大規模ネットワークのきめ細かな制御に向くホップバイホップ方式

 SDNはネットワークを仮想化してソフトウェアで一元的に制御できるようにする技術だが、ネットワークの仮想化そのものは、今までもVLANを用いれば可能だった。しかしVLANには、ネットワーク機器の設定作業が煩雑だという大きな課題とともに、実質約2000程度のネットワークセグメントしか管理できないという制限があった。このセグメント数は、一般企業の社内ネットワークとしては十分な数かもしれないが、大規模なデータセンターやクラウド環境を管理するとなると制約になりかねない。

 その点SDNであれば、この上限が事実上取り払われ、膨大な数のネットワークセグメントを容易に扱えるようになる。そのため、多くの顧客にクラウド環境を提供するクラウド事業者や、世界中に散らばるビジネス拠点や子会社向けにITインフラを提供するグローバル企業のデータセンターなどにおいては、SDNは極めて魅力的なソリューションだといえよう。

 ちなみにSDNの実装方式には「ホップバイホップ方式」と「オーバーレイ方式」の2種類があるが、大規模環境で多種多様なトラフィックを効率よくさばかなくてはならないケースではホップバイホップ方式の方が適していることが多い。OpenFlowコントローラーとOpenFlowスイッチが連携することで、処理オーバーヘッドを最小限におさえながら最大限のネットワーク性能を発揮できるようになる。もちろん、大規模ネットワークには付き物の「ネットワーク管理の煩雑さ」を解消しつつ、だ。

オーケストレーション製品との連携まで視野に入れるか?

 パブリッククラウドやプライベートクラウドのサービスがユーザーに提供するのは、何もネットワークリソースだけではない。サーバやストレージなども含めたシステムリソース一式を、ユーザーニーズに応じて適切に組み合わせた形で提供する必要がある。

 このシステムリソースの調達や設定の作業を全てを人手で行っていては、運用に多くの手間とコストがかかってしまい、ユーザーが求めるシステム調達のスピード感に満足に応えることは難しいだろう。そこで、クラウド環境からシステムリソースを切り出したり、設定を施す作業を自動化して、より効率的にクラウド環境を運用したりしようという動きが出ている。

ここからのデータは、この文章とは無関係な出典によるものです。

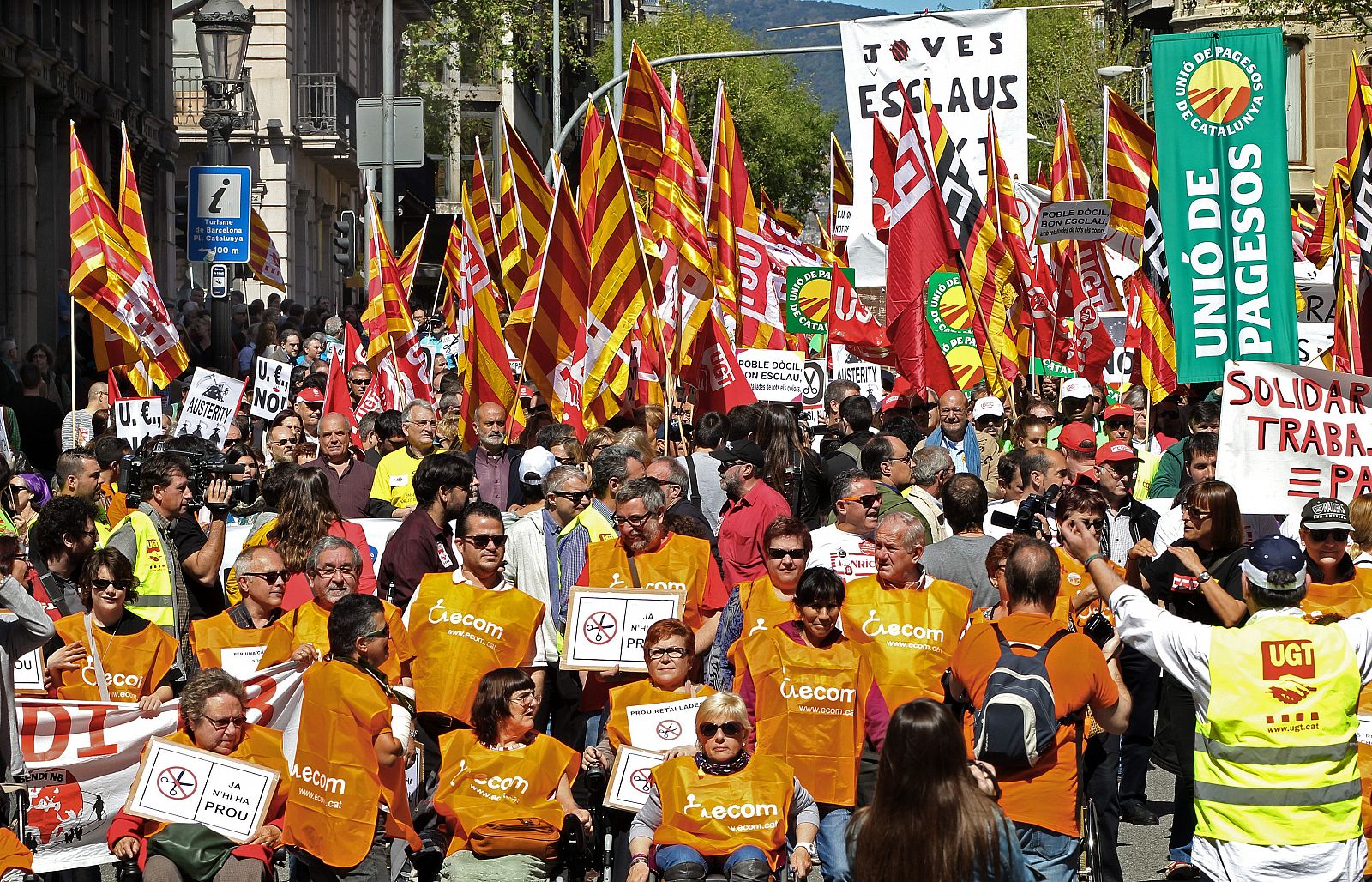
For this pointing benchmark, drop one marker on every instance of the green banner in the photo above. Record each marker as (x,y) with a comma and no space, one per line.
(1225,196)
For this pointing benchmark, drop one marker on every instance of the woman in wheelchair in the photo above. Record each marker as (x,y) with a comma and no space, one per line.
(504,790)
(722,809)
(213,717)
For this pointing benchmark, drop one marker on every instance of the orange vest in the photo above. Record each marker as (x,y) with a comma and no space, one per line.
(909,633)
(679,565)
(478,785)
(461,632)
(336,783)
(310,624)
(811,710)
(210,637)
(635,696)
(718,815)
(134,664)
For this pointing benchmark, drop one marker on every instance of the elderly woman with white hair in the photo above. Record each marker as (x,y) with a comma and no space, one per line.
(724,809)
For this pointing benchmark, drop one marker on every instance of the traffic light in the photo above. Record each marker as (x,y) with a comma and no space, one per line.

 この目的で使われるのが、いわゆる「クラウドオーケストレーション」と呼ばれるミドルウェアだ。オープンソースのIaaS基盤ソフトウェア「OpenStack」のコンポーネントの1つ「Heat」などがよく知られているが、その他にもヴイエムウェアやシスコシステムズといったベンダーが独自にオーケストレーション製品を提供している。

 これらを使い、ネットワークを含めたクラウド環境全体をインテリジェントに管理するには、SDNとオーケストレーション製品とが密接に連係して協調動作する必要がある。そのためのインタフェースは「ノースバウンドAPI」としてSDNコントローラーに実装されており、その仕様はベンダーごとに異なる。従って、もし将来的にオーケストレーションによるクラウド環境の自動管理まで視野に入れているのであれば、SDN製品が実装しているノースバウンドAPIの仕様はあらかじめ確認しておく必要があるだろう。